Charlie Kirk: o ativista conservador que virou símbolo da nova direita nos EUA e morreu baleado
Aliado de Trump, ele fundou a Turning Point USA, mobilizou jovens, acumulou polêmicas e se tornou uma das vozes mais influentes do conservadorismo americano.
Charlie Kirk, um dos principais rostos da direita americana e aliado próximo de Donald Trump, foi morto aos 31 anos após levar um tiro no pescoço durante um evento na Universidade Utah Valley, na quarta-feira (10). A notícia foi confirmada pelo próprio presidente dos Estados Unidos em uma rede social.
Fundador da organização juvenil conservadora Turning Point USA, criada em 2012, Kirk construiu sua carreira como agitador político e estrategista do movimento republicano. Sem formação universitária — após ser rejeitado em West Point —, decidiu apostar no ativismo e rapidamente ganhou notoriedade entre jovens conservadores.
Seu grupo se destacou em campanhas como “Estudantes com Trump”, que ajudou a engajar o eleitorado nas eleições de 2020 e 2024. Ao lado disso, Kirk se tornou uma figura midiática, com presença constante na Casa Branca, participação em debates da chamada “guerra cultural” e críticas ferozes à mídia tradicional, além de um programa de rádio diário e um podcast que está entre os mais ouvidos do país.
Casado e pai de dois filhos, ele também era conhecido pelas declarações polêmicas. Durante a pandemia, foi suspenso das redes por espalhar desinformação sobre a Covid. Em 2021, organizou ônibus de manifestantes rumo a Washington no dia da invasão do Capitólio — embora não tenha sido investigado. Já em 2023, chegou a afirmar que a manutenção do direito ao porte de armas valeria até mesmo “o custo de algumas mortes”.

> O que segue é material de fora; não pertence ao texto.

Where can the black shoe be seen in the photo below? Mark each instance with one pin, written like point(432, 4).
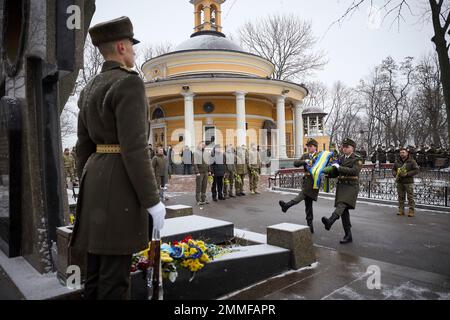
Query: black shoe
point(347, 237)
point(329, 222)
point(311, 226)
point(285, 205)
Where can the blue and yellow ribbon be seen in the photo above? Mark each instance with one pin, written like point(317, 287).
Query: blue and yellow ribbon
point(321, 162)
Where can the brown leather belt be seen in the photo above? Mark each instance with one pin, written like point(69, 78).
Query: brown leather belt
point(345, 178)
point(108, 148)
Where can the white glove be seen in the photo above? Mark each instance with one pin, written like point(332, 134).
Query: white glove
point(158, 214)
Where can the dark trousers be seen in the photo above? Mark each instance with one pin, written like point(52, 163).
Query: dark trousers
point(187, 169)
point(342, 211)
point(217, 187)
point(308, 204)
point(107, 277)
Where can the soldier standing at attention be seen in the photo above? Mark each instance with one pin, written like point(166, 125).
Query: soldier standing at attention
point(347, 169)
point(69, 165)
point(230, 160)
point(404, 170)
point(201, 171)
point(118, 187)
point(254, 165)
point(308, 193)
point(160, 166)
point(241, 169)
point(391, 154)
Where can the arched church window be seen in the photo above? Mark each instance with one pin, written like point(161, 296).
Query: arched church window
point(157, 114)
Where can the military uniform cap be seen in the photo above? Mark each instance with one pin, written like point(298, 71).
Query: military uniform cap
point(349, 142)
point(112, 30)
point(312, 141)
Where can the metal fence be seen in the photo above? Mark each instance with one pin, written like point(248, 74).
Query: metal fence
point(373, 184)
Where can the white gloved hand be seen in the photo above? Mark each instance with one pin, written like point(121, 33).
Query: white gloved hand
point(158, 214)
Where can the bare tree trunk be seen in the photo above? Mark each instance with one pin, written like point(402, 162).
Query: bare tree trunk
point(442, 51)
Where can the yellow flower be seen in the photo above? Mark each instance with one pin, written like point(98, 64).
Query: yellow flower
point(204, 258)
point(144, 253)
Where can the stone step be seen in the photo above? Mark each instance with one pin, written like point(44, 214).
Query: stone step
point(200, 228)
point(228, 273)
point(178, 210)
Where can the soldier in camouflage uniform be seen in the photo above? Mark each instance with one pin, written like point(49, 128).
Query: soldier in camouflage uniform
point(307, 193)
point(201, 170)
point(347, 171)
point(69, 166)
point(228, 184)
point(241, 169)
point(404, 170)
point(254, 166)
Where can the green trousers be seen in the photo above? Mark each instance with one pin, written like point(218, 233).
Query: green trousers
point(404, 190)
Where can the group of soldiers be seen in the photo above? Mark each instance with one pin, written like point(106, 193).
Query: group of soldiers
point(345, 165)
point(70, 167)
point(426, 156)
point(226, 169)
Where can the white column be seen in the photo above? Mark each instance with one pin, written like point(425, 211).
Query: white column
point(189, 128)
point(298, 120)
point(240, 118)
point(281, 125)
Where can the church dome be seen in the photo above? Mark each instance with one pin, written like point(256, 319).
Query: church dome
point(208, 40)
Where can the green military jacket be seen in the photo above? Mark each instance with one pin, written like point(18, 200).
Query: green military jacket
point(160, 165)
point(410, 166)
point(69, 161)
point(201, 165)
point(241, 161)
point(115, 189)
point(308, 181)
point(348, 180)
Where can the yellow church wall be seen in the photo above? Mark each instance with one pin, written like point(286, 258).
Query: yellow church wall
point(216, 67)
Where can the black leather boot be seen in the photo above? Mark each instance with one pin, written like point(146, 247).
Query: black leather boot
point(310, 225)
point(285, 205)
point(328, 222)
point(347, 237)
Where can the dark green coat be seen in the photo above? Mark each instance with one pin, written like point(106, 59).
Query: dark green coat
point(412, 168)
point(347, 187)
point(115, 189)
point(307, 180)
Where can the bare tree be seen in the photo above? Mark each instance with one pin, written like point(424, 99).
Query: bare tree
point(93, 62)
point(285, 40)
point(431, 116)
point(342, 120)
point(438, 13)
point(150, 51)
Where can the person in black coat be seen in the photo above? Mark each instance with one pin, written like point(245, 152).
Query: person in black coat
point(218, 169)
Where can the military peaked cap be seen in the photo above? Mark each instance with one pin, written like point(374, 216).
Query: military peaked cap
point(349, 142)
point(112, 30)
point(313, 142)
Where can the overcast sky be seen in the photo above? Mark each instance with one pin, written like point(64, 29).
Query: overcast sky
point(352, 48)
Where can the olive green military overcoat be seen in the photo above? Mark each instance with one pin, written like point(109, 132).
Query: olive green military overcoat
point(115, 189)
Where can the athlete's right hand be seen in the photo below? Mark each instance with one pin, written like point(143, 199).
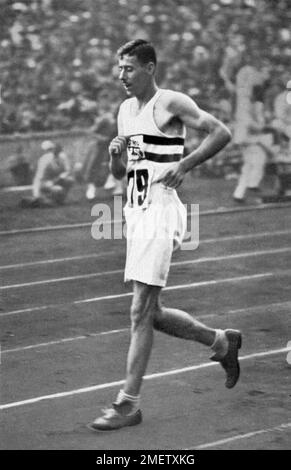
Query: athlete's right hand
point(117, 146)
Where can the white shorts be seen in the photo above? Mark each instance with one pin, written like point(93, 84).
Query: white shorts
point(152, 236)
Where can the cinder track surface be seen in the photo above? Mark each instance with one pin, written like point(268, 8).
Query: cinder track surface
point(64, 327)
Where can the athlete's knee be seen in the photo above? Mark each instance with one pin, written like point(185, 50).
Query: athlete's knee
point(141, 315)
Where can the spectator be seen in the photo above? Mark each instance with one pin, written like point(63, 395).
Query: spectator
point(52, 179)
point(20, 168)
point(255, 148)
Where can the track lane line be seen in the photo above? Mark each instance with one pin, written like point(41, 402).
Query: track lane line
point(192, 285)
point(176, 263)
point(280, 428)
point(219, 211)
point(254, 309)
point(108, 253)
point(105, 386)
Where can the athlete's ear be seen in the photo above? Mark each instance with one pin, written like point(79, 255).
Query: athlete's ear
point(151, 68)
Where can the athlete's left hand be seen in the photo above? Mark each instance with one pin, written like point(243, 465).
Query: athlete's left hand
point(173, 176)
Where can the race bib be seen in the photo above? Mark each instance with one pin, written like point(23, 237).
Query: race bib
point(135, 148)
point(139, 182)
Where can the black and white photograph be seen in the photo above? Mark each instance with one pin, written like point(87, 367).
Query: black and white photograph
point(145, 211)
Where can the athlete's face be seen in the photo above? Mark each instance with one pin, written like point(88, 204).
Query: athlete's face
point(135, 76)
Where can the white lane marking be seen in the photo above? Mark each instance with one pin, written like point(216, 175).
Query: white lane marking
point(56, 260)
point(254, 309)
point(280, 428)
point(192, 285)
point(64, 340)
point(108, 253)
point(241, 237)
point(176, 263)
point(219, 211)
point(94, 388)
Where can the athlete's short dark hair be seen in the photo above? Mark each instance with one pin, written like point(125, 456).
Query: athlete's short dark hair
point(143, 50)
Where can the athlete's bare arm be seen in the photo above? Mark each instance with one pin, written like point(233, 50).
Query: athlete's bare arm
point(183, 107)
point(117, 149)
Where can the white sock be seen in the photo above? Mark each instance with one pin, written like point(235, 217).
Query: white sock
point(134, 400)
point(220, 344)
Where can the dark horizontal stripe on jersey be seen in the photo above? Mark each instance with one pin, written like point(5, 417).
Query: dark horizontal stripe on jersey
point(155, 157)
point(153, 139)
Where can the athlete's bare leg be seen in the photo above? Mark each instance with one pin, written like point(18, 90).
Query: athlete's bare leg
point(147, 313)
point(143, 309)
point(181, 324)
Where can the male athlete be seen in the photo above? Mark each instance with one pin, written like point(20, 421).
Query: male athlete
point(151, 129)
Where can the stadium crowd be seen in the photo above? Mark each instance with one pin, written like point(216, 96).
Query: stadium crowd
point(57, 57)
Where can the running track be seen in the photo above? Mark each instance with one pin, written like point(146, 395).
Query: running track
point(65, 331)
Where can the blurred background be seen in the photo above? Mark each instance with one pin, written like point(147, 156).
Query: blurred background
point(58, 71)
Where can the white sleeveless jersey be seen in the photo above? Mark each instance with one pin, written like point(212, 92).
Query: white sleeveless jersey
point(150, 152)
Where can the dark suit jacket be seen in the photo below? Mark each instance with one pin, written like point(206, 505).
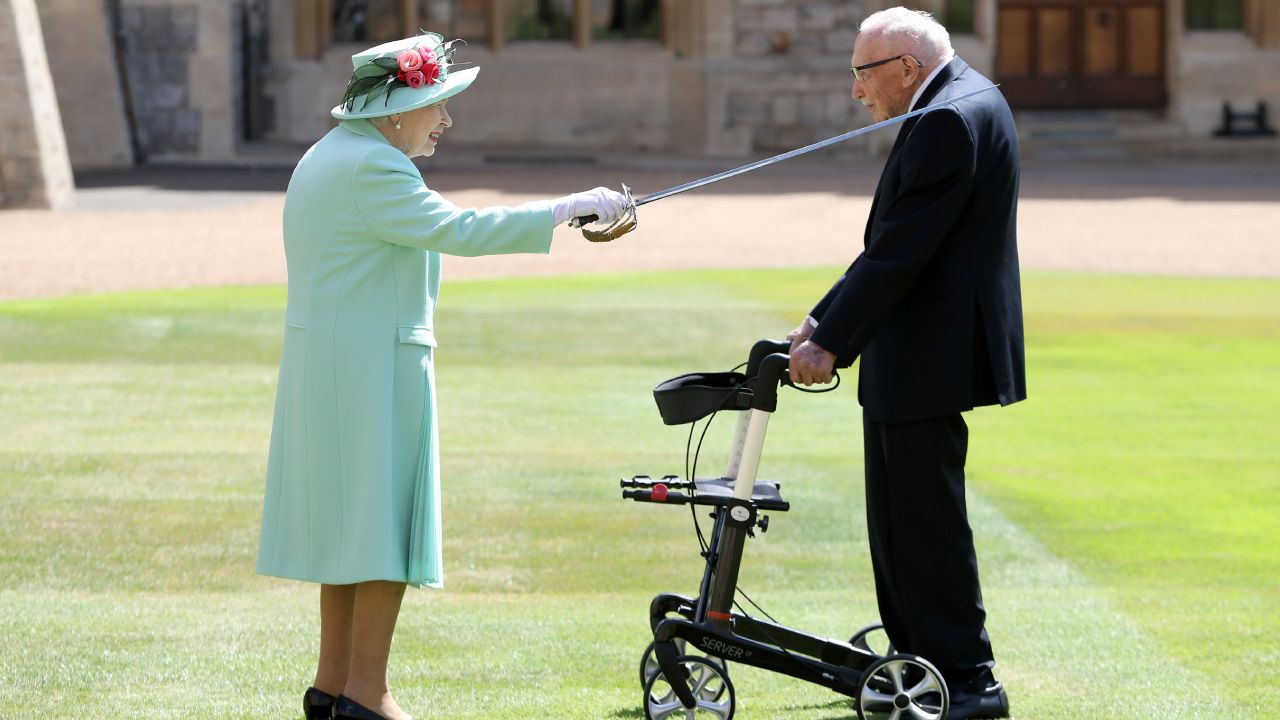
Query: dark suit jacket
point(933, 302)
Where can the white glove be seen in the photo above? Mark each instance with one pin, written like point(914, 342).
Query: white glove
point(603, 203)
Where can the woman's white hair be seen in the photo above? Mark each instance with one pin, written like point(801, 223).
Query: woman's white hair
point(924, 36)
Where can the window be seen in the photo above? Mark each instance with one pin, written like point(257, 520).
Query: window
point(1215, 14)
point(958, 17)
point(540, 19)
point(368, 21)
point(627, 19)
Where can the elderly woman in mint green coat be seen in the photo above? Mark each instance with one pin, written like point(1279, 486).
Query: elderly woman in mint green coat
point(353, 478)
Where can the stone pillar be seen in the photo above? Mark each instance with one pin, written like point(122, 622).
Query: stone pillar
point(33, 167)
point(83, 65)
point(213, 82)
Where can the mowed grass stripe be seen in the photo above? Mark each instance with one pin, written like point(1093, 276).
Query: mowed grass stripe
point(145, 605)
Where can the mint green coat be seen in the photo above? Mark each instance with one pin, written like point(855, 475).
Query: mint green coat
point(353, 474)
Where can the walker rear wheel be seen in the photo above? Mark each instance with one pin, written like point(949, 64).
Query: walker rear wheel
point(711, 687)
point(903, 687)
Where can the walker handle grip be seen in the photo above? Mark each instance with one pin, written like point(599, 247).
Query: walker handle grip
point(763, 349)
point(773, 370)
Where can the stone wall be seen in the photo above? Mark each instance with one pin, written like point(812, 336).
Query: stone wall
point(33, 167)
point(1223, 67)
point(83, 65)
point(159, 45)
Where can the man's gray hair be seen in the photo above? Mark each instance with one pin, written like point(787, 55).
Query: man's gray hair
point(924, 36)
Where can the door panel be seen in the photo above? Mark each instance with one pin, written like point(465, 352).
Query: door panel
point(1082, 53)
point(1014, 59)
point(1054, 55)
point(1101, 41)
point(1146, 58)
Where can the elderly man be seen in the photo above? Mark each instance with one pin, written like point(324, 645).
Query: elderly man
point(933, 308)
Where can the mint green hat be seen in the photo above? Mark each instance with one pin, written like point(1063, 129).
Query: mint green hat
point(385, 76)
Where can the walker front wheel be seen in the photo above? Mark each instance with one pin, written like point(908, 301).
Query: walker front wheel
point(903, 687)
point(873, 639)
point(649, 662)
point(711, 687)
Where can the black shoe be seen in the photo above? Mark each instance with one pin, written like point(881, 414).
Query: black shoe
point(347, 709)
point(988, 702)
point(318, 705)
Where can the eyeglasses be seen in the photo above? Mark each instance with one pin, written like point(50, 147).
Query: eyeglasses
point(860, 71)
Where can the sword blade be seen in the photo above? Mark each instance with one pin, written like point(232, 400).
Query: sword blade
point(799, 151)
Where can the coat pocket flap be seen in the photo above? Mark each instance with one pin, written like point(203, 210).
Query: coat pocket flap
point(411, 335)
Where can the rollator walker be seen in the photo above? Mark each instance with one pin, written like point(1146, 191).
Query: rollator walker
point(677, 683)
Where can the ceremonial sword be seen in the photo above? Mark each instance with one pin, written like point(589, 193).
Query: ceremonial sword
point(627, 222)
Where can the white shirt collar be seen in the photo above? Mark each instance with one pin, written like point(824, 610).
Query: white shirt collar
point(924, 85)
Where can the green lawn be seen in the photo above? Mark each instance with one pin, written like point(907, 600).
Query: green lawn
point(1127, 515)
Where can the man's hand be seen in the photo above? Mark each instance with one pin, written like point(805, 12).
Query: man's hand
point(800, 335)
point(812, 364)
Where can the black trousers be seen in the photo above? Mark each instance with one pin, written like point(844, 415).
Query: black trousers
point(922, 546)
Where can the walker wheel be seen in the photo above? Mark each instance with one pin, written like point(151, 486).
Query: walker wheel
point(711, 687)
point(873, 639)
point(903, 687)
point(649, 662)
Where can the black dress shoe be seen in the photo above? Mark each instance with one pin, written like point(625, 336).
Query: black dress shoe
point(318, 705)
point(988, 702)
point(347, 709)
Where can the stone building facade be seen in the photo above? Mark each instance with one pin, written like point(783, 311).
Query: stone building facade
point(211, 81)
point(33, 160)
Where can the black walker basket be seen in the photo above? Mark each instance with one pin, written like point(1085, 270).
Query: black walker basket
point(685, 669)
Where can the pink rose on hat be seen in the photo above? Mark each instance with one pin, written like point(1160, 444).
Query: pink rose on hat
point(415, 78)
point(410, 60)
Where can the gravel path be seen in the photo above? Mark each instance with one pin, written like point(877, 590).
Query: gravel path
point(158, 228)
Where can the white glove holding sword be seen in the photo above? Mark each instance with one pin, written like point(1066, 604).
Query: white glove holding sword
point(607, 205)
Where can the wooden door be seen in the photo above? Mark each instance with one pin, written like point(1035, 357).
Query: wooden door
point(1060, 54)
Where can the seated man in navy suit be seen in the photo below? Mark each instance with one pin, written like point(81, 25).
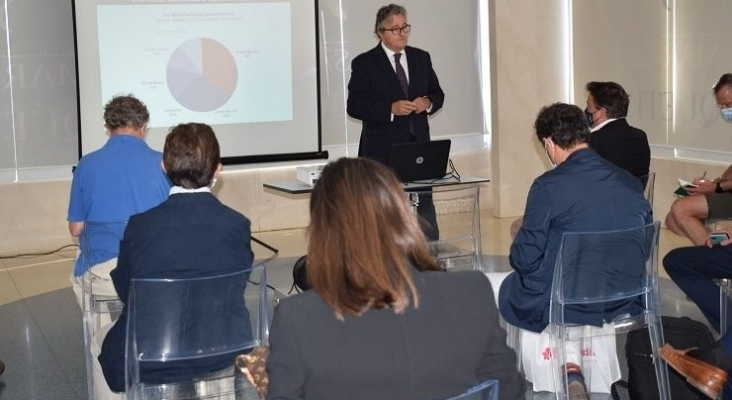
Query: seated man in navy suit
point(583, 193)
point(190, 235)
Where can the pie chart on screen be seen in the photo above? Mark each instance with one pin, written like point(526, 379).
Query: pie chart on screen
point(201, 74)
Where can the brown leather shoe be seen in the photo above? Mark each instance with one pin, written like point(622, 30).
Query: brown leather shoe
point(705, 377)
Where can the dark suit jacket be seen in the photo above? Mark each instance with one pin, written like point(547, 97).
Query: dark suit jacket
point(374, 87)
point(449, 343)
point(188, 235)
point(624, 146)
point(585, 193)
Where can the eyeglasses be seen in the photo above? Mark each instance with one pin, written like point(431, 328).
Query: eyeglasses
point(397, 31)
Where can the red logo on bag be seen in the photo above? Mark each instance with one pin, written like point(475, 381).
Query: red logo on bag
point(547, 353)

A influência de Kirk cresceu a ponto de ser determinante na escolha de J.D. Vance como vice de Trump em 2024. Após a vitória contra Kamala Harris, o próprio presidente agradeceu publicamente ao ativista por sua capacidade de mobilizar jovens eleitores.
Sob sua liderança, a Turning Point saiu de arrecadações modestas para movimentar mais de US$ 90 milhões em 2023. Seu carisma e talento para networking fizeram dele uma referência incontornável na direita americana.
Agora, sua trajetória foi interrompida de forma brutal, deixando um vácuo no movimento que ajudou a impulsionar — e uma morte que promete ecoar ainda mais no cenário político dos EUA.